9. A waste disposal device for wire terminal production according to claim 8, characterized in that: The winding mechanism includes two mounting blocks (161) fixed on the third guide plate (13), and a winding roller is rotatably connected between the two mounting blocks (161). A second motor (162) is mounted on one end of the winding roller, and a pull rope (163) is wound on the winding roller. A connecting block (167) for fixing one end of the pull rope (163) is fixed to the upper end of the baffle (164).

10. A method for treating waste materials from the production of wire terminals, using the waste treatment device for the production of wire terminals as described in claim 1, characterized in that: Includes the following steps: S1. The wire terminals to be processed are fed into the processing box through the hopper. At the same time, the electromagnet switch in the magnetic separation mechanism is turned on, and the discharge part and the opening and closing mechanism are in the non-discharge state.
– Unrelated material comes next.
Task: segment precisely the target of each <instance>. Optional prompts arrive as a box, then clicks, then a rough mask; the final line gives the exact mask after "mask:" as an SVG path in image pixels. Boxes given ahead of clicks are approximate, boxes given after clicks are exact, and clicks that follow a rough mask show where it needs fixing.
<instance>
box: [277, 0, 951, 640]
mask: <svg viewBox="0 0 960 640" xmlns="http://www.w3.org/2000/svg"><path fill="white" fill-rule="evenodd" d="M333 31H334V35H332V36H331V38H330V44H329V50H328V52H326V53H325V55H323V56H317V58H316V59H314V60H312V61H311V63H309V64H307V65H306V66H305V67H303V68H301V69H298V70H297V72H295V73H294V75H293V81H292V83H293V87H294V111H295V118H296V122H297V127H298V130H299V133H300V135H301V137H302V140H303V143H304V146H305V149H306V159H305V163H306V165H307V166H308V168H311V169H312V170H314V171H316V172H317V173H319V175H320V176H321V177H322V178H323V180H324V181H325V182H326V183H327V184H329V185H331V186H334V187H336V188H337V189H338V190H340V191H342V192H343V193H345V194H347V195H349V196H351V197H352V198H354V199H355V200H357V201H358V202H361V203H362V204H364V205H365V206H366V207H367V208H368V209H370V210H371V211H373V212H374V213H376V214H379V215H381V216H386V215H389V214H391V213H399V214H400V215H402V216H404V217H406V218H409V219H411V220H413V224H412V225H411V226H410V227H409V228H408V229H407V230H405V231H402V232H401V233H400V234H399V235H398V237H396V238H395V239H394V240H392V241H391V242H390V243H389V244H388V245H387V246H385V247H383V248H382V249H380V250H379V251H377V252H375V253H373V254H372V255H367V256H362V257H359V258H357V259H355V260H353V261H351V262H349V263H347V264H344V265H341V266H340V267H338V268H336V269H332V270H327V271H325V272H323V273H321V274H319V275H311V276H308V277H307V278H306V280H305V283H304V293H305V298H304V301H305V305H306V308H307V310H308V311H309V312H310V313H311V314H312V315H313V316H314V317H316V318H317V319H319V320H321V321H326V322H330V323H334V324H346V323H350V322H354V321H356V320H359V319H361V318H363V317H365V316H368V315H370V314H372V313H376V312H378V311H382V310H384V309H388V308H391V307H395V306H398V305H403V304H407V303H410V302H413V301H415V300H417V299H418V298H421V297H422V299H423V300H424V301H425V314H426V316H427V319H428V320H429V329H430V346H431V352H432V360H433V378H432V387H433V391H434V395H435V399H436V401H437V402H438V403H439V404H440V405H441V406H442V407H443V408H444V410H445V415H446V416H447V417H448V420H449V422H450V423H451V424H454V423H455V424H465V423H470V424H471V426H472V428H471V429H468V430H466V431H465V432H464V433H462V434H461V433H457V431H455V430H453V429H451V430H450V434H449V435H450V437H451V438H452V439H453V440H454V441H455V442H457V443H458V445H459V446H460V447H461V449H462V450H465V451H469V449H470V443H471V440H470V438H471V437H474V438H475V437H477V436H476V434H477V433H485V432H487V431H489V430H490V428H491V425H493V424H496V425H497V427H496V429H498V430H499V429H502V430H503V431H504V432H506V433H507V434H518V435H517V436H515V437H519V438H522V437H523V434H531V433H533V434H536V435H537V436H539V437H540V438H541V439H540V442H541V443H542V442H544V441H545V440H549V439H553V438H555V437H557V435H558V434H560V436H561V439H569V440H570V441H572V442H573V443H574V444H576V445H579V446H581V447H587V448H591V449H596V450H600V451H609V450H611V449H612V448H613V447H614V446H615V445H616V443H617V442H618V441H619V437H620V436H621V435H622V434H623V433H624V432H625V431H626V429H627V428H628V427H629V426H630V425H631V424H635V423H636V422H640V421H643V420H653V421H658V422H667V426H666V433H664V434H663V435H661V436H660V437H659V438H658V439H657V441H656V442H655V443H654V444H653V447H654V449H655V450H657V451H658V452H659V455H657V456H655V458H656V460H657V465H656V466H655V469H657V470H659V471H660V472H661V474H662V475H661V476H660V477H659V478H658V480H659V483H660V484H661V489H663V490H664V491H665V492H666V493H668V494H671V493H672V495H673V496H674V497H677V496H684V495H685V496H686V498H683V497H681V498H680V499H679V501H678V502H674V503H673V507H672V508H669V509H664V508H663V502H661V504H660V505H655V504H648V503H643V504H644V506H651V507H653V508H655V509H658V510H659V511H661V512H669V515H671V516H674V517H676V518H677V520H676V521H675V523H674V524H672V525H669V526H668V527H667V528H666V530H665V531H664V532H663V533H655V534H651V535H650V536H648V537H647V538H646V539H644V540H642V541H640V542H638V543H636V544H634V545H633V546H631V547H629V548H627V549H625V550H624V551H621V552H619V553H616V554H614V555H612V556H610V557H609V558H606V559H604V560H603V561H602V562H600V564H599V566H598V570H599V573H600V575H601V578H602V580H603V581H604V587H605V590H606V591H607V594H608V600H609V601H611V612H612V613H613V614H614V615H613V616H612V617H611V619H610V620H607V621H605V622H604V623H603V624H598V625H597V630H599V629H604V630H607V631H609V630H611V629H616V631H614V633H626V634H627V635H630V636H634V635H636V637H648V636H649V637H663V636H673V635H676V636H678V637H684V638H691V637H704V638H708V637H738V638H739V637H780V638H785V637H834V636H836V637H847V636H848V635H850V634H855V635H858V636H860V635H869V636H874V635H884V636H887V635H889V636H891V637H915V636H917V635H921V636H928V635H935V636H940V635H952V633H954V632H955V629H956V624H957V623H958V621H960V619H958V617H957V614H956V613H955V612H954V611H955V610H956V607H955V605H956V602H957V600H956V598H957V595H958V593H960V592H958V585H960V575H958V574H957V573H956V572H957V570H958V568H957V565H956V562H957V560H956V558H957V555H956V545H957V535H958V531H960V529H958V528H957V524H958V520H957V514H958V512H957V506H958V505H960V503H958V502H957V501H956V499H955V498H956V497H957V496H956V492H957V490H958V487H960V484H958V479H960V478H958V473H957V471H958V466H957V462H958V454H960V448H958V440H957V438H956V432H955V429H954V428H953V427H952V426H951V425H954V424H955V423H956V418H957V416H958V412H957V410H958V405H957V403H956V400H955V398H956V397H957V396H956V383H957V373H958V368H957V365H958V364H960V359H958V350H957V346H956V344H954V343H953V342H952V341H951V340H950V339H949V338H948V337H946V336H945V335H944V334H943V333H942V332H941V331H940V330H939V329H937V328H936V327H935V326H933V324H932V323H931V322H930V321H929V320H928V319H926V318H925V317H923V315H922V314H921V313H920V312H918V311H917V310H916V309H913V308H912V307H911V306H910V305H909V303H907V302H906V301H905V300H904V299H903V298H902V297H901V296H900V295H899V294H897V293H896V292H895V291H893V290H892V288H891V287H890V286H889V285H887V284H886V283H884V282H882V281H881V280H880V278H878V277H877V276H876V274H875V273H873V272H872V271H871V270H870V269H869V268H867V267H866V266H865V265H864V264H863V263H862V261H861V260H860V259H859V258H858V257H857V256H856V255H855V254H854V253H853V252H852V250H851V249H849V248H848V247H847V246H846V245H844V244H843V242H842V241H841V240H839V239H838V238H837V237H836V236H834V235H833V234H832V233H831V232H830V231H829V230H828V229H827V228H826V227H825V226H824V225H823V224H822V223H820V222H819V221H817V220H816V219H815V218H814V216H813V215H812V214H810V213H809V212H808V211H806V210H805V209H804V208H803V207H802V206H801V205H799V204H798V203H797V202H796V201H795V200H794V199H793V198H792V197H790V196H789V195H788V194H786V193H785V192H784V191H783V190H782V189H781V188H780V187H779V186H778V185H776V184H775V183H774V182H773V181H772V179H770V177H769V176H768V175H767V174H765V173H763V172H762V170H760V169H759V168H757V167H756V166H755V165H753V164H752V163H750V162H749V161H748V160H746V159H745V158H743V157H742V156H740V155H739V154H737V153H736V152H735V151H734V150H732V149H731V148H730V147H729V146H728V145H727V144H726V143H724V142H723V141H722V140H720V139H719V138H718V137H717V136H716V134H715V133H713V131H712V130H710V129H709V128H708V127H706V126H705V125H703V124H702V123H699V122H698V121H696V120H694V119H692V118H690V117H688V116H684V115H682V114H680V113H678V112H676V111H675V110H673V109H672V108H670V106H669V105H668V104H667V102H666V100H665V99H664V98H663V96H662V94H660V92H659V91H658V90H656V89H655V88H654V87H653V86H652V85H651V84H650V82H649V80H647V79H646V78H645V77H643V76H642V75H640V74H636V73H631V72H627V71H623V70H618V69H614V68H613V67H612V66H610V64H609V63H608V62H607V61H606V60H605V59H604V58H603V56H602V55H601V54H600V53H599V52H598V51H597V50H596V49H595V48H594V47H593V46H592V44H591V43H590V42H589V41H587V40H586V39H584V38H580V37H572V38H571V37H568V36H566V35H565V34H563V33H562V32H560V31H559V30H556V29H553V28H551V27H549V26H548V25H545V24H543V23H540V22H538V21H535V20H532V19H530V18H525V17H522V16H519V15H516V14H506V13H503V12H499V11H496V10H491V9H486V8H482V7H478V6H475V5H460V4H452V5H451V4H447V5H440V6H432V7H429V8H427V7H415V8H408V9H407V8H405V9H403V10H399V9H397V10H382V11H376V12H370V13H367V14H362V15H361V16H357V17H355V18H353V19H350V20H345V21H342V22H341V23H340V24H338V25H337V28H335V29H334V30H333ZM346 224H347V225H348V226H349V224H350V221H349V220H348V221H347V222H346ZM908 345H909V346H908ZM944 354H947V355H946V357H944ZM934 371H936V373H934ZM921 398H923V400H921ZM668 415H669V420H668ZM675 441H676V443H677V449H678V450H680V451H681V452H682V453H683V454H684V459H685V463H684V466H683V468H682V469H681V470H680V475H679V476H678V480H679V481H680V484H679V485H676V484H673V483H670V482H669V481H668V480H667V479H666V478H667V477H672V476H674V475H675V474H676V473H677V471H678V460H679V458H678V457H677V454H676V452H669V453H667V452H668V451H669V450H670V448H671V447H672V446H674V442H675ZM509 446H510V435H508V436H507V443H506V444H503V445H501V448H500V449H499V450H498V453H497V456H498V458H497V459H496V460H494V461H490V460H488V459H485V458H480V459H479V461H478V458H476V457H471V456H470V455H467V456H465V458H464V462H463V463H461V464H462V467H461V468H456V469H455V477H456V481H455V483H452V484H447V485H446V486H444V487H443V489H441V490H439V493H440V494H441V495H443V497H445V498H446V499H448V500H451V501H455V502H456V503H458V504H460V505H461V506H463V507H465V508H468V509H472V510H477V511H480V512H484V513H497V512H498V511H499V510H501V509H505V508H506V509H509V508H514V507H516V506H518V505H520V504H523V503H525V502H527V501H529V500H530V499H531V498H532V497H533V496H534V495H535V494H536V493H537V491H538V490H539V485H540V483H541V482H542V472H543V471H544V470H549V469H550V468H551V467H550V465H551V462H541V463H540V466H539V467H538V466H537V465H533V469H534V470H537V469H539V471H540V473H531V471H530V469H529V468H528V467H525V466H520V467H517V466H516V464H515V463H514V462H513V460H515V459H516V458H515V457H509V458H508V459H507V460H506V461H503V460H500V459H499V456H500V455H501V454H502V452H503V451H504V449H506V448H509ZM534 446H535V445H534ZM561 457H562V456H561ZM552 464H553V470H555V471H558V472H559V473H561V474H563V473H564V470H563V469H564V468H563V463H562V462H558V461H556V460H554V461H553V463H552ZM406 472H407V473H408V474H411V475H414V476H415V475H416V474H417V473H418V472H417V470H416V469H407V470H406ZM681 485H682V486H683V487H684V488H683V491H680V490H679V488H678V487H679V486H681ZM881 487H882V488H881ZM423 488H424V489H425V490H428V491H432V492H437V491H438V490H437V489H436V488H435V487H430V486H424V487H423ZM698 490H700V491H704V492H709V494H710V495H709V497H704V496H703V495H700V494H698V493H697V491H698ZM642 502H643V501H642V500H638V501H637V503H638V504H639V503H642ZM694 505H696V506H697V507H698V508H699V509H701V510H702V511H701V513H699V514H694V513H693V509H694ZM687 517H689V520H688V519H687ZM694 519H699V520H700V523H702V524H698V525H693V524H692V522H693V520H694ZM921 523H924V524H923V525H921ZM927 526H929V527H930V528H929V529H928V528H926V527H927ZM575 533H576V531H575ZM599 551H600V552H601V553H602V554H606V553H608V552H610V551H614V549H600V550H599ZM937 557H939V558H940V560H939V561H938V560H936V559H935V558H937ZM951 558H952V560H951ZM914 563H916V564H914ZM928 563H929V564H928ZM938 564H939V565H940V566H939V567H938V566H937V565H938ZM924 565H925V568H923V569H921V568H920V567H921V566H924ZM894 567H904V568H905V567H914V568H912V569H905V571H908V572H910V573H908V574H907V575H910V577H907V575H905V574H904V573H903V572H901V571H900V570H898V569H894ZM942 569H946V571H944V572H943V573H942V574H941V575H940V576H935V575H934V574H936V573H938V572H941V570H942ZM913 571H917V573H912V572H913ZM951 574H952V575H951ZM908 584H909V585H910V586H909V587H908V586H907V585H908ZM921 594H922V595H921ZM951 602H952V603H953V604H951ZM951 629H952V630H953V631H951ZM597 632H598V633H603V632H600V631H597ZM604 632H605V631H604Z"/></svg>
S2. The wire terminals are crushed by the crushing assembly and fall off. They are then guided and gathered by the first guide plate and the third guide plate. At the same time, the magnetic properties of the prism block, the first guide plate and the third guide plate are used to attract the crushed parts. S3. Open the discharge port. The crushed parts without metal parts enter the filtration mechanism through the discharge port for screening and collection of coarse and fine plastic materials. S4. Close the switches for the discharge part and the electromagnet, open the opening and closing mechanism, and the metal-containing part will be discharged through the opening and closing mechanism.